# Stuck - Installing Age of Empires 2



## drian66 (Jun 21, 2011)

When i go to install my Installation gets stuck at "arialni.ttf" at 51%


----------



## pip22 (Aug 22, 2004)

*Re: Stuck :/*

So please tell us what it is you're trying to install!
Is it Windows or an application you're trying to install???


----------



## drian66 (Jun 21, 2011)

*Re: Stuck :/*

its the game im trying to install age of empires 2


----------



## spunk.funk (May 13, 2010)

*Re: Stuck :/*

We're getting closer. Short statements with little information make it very hard to decipher what your problem is. Now is this a download or is it from a CD? If a CD, have you tried cleaning the CD? Is this a game you previously had installed and are reinstalling it? Or installing a new version? Have you uninstalled any previous versions? do you get an error message? If a CD, have you tried it in another computer? 
The more information you give us the better we can try and figure out your problem to solve it.


----------



## Dblanchard1278 (Jun 18, 2009)

*Re: Stuck :/*

Check your disk and see if its scratched or try a smaller install instead of the full install option.

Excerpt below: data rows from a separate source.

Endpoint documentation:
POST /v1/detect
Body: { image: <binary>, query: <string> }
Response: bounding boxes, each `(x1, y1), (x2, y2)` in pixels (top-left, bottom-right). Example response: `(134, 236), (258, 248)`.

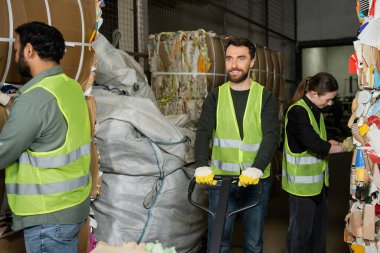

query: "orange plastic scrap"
(351, 243), (365, 253)
(356, 1), (365, 23)
(89, 30), (97, 43)
(88, 29), (97, 51)
(198, 55), (211, 73)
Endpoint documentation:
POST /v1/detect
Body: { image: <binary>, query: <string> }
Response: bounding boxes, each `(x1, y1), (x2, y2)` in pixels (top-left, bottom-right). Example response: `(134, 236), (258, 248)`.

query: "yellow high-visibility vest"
(211, 81), (270, 178)
(282, 99), (328, 196)
(6, 74), (91, 215)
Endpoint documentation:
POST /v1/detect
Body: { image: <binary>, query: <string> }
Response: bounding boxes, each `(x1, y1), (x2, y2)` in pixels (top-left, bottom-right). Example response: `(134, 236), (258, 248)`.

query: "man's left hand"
(238, 167), (263, 187)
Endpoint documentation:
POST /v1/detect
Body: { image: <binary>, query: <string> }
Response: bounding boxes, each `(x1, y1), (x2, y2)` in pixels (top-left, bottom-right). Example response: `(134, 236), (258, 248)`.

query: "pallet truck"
(188, 175), (262, 253)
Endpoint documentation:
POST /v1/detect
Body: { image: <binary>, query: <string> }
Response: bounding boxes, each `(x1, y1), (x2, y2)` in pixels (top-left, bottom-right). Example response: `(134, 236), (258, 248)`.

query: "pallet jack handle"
(188, 175), (262, 253)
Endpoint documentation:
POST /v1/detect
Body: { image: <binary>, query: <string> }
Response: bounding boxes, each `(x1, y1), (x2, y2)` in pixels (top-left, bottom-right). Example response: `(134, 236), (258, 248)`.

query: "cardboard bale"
(0, 230), (26, 253)
(0, 107), (8, 216)
(204, 34), (226, 91)
(86, 95), (101, 199)
(277, 52), (286, 123)
(253, 44), (267, 86)
(271, 50), (280, 97)
(78, 219), (90, 253)
(0, 0), (96, 86)
(264, 47), (274, 92)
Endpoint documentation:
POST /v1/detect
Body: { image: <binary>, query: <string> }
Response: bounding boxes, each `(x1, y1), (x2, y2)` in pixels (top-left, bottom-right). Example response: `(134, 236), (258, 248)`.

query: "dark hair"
(15, 21), (65, 64)
(287, 72), (338, 110)
(226, 37), (256, 59)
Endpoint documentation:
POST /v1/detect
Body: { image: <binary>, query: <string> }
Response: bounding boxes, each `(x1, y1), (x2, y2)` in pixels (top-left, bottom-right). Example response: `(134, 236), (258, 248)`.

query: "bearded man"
(194, 37), (280, 253)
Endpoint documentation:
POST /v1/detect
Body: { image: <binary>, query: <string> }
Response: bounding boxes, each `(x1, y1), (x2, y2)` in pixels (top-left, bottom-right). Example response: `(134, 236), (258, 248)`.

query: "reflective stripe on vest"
(281, 99), (328, 197)
(213, 137), (261, 152)
(211, 81), (270, 177)
(285, 153), (323, 165)
(19, 143), (90, 168)
(7, 174), (90, 195)
(211, 160), (253, 172)
(282, 169), (323, 184)
(5, 74), (91, 215)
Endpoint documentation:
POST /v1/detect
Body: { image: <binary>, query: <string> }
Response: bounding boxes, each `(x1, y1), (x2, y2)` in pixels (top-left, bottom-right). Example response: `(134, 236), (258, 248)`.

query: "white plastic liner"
(92, 33), (156, 101)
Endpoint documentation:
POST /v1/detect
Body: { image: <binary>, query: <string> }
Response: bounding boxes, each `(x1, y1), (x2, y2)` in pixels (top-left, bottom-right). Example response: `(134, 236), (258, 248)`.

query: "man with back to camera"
(194, 37), (280, 253)
(0, 21), (91, 253)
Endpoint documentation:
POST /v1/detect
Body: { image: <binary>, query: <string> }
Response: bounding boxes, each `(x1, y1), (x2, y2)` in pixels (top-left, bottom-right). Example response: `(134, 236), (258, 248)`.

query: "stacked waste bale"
(148, 29), (226, 127)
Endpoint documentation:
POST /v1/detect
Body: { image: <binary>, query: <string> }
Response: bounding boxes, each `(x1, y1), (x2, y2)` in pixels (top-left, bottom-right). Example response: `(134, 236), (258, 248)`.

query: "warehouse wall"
(298, 1), (359, 99)
(297, 0), (359, 42)
(302, 46), (358, 98)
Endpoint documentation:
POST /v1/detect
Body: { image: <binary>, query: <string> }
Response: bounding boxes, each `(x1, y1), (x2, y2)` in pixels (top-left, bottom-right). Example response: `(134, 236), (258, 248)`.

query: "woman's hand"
(329, 140), (344, 154)
(328, 139), (340, 146)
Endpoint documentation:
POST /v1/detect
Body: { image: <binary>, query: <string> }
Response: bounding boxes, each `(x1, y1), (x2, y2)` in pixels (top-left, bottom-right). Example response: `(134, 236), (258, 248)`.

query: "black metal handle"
(188, 178), (215, 217)
(227, 181), (262, 218)
(187, 175), (263, 218)
(188, 175), (263, 253)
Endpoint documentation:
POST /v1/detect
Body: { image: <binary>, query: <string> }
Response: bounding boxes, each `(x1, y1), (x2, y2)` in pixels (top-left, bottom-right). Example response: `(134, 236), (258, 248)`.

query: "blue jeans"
(23, 222), (84, 253)
(207, 178), (271, 253)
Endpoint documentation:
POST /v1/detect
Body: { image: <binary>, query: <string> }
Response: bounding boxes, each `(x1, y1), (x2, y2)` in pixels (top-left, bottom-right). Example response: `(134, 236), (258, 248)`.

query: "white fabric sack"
(91, 89), (207, 252)
(92, 33), (156, 101)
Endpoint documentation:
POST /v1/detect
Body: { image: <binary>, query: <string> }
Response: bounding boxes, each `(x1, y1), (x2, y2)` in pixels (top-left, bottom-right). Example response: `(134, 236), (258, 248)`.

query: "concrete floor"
(229, 152), (353, 253)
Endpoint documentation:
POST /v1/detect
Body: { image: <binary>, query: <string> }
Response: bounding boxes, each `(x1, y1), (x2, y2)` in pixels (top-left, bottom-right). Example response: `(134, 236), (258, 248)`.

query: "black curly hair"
(15, 21), (65, 64)
(225, 37), (256, 59)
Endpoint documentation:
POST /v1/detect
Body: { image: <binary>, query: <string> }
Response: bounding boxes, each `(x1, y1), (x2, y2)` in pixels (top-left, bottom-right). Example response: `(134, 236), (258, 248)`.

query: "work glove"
(238, 167), (263, 187)
(0, 92), (10, 107)
(194, 166), (217, 185)
(341, 136), (354, 152)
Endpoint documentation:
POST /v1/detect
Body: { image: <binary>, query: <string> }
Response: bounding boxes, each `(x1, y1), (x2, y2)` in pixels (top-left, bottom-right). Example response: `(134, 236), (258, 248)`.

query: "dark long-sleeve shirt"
(194, 84), (280, 171)
(286, 95), (331, 157)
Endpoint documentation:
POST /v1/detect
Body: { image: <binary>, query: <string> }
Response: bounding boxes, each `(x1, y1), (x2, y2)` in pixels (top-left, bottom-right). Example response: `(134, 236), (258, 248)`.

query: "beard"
(227, 68), (250, 83)
(16, 51), (32, 78)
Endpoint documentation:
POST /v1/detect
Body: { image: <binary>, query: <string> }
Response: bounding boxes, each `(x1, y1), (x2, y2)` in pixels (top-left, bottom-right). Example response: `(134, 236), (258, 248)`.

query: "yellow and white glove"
(0, 92), (10, 107)
(238, 167), (263, 187)
(341, 136), (354, 152)
(194, 166), (217, 185)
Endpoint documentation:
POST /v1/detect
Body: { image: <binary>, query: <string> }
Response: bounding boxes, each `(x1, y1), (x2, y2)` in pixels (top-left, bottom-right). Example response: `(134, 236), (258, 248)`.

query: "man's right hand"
(194, 166), (217, 185)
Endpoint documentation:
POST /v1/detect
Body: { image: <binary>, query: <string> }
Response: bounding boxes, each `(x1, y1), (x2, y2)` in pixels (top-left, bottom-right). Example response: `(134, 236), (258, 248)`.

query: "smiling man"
(194, 38), (280, 253)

A good disk will install the game on vista and win7, I have it working on my win 7 64 laptop with no problems. If the disk is scratched then you will have to buy a new disk and if I'm right the AOK gold is about 20 bucks or less.


----------



## drian66 (Jun 21, 2011)

*Re: Stuck :/*

i have had it installed before then reloaded vista and then i gets stuck during both the full and the standerd installation on the same file


----------



## spunk.funk (May 13, 2010)

*Re: Stuck :/*



spunk.funk said:


> We're getting closer. Short statements with little information make it very hard to decipher what your problem is.
> The more information you give us the better we can try and figure out your problem to solve it.


Please walk us through exactly what your doing, step by step, are you installing from CD, do you have a previous install etc etc.
Did your format your drive before installing Vista, or did you just do a reinstall? if the later, residual files from a previous install may be corrupt and keep you from reinstalling.


----------



## drian66 (Jun 21, 2011)

Im installing AOE2 off of the CD, i do full or standered and during the download it gets stuck on the same file every tune


----------



## spunk.funk (May 13, 2010)

*Re: Stuck :/*



Dblanchard1278 said:


> Check your disk and see if its scratched A good disk will install the game on vista and win7 If the disk is scratched then you will have to buy a new disk and if I'm right the AOK gold is about 20 bucks or less.


Try installing on another computer. If that fails you know it's the disc. Also You can try making an ISO image of your disc and burning it to a new CD. See if that works.


----------



## drian66 (Jun 21, 2011)

thanks


----------